SOCIAL MEDIA AWARENESS From LNC James Goza - Social media is at it again! You may have seen videos for #22kill. Much like the “Ice Bucket Challenge” that raised money and awareness for the ALS Association a couple years ago, #22kill challenges people to film themselves doing 22 push-ups and then to post the video on social media while challenging others to do the same, in an effort to raise awareness for veterans who commit suicide every day. Apparently, a number of Navy personnel have participated in this fundraising activity, in uniform or with other indicators of their official status. This caught the notice of the Navy’s ethics office at the Pentagon, which reminds us of the following: Absent statutory authority to do so, a Navy employee or officer is prohibited from using or permitting the use of his/her government position or title, or any authority associated with his public office, to endorse any product, service or enterprise. This includes fundraising drives. Also, government employees who fundraise in their personal capacities should not use official time, resources or personnel in connection with the activity, nor should the individual’s official title, authority or command be invoked in connection with the personal fundraising efforts.
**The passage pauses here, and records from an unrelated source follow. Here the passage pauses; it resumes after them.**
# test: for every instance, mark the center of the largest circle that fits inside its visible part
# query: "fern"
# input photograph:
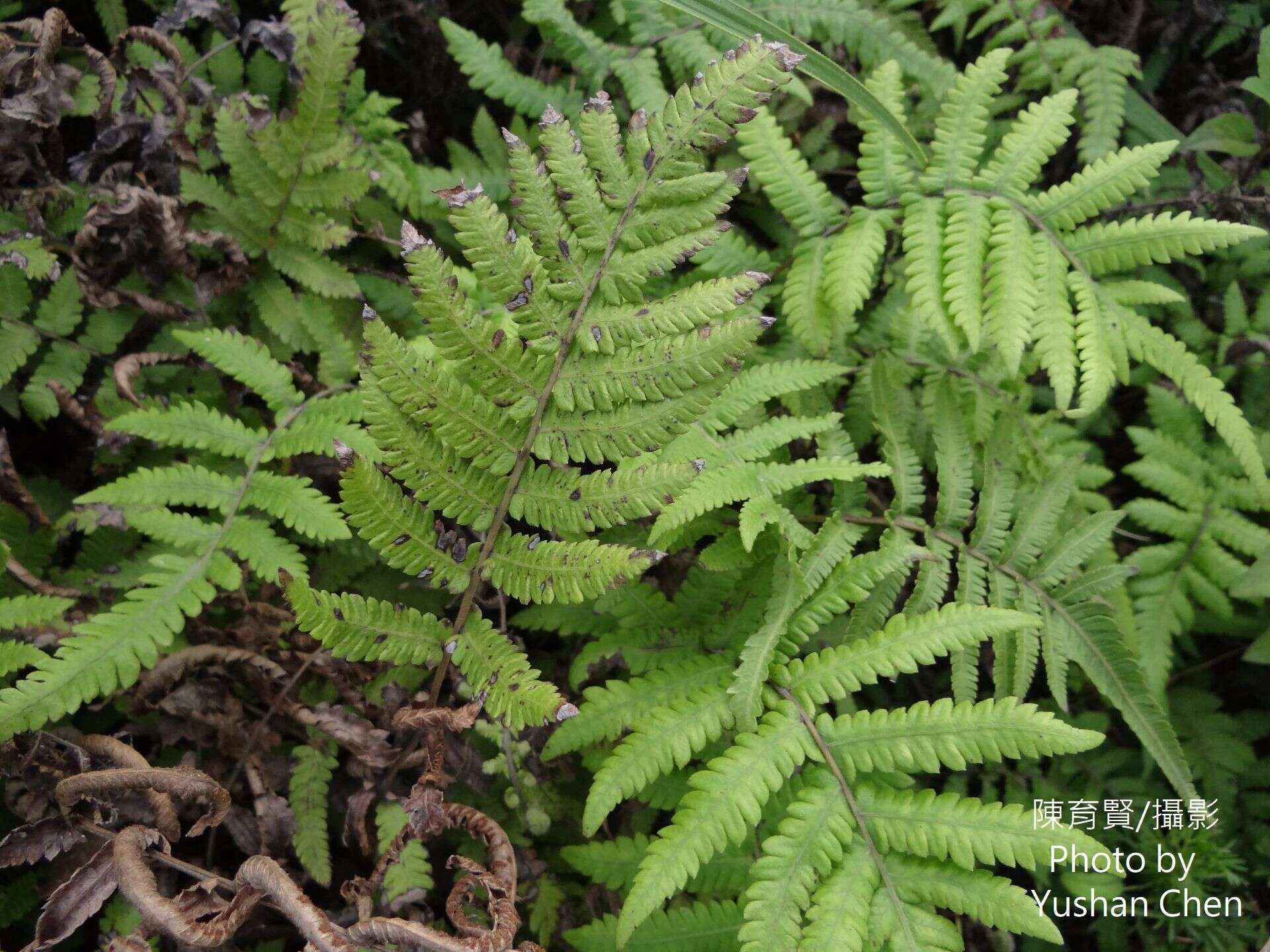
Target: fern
(308, 796)
(110, 651)
(470, 418)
If you have questions regarding fundraising please contact your Lincoln Legal Office.

PRT REMINDER Physical Fitness Assessment (PFA) Cycle 16-2: The PFA will commence 24 Oct 2016. All medically cleared members are required to participate. All leave and TAD requirements are to be managed accordingly. Medical Screening: No member is authorized to participate in the PRT without an updated PHA. Any member with an expiring PHA prior to 24 Oct 2016 is required to go to medical to obtain a current PHA. All PARFQS (NAVPERS 6110/3) are to be completed in PRIMS prior to 07 Oct 2016. If there are “yes” responses that require you to be seen by medical, print, sign and take to medical for clearance. If a medical waiver is required, print the NAVMED 6110/4 (PFA Medical Clearance/Waiver Form) and take to medical. NOTE: This medical appointment can be in conjunction with the PHA, but does not replace the requirement to have a current PHA. Medical Waivers: All medical waivers are to be turned in prior to conducting the BCA. After-the-fact (retroactive) BCA medical waivers are not authorized. It is important to address any unexplained weight gain or medical issues prior to testing. BCA results are final. BCA: Official BCAs will only be performed by the CFL staff (CFL and authorized ACFLs) with an authorized retractable tape measure. Official testing will take place in compartment 5-138-0-M on 24-28 Oct 2016 from 07301430 daily by department. No courtesy BCAs will be conducted during the official PFA cycle. Bad Day BCAs are not authorized. All members requiring taping must be in the official Navy PTU. WPRT. Official PRT testing will take place at Fort Monroe and the aft cardio gym 31 Oct to 04 Nov 2016 from 08001430 daily by department. All participants must perform testing in the official Navy PTU. The CO has authorized 1 PRT retest (Bad Day). All “Bad Day” special request chits are required to be submitted within 24 hours of the PRT failure. All retests must be completed within 7 days of the PRT failure. Alternate cardio options are authorized. Sign-up sheets will be provided during the week of the BCA.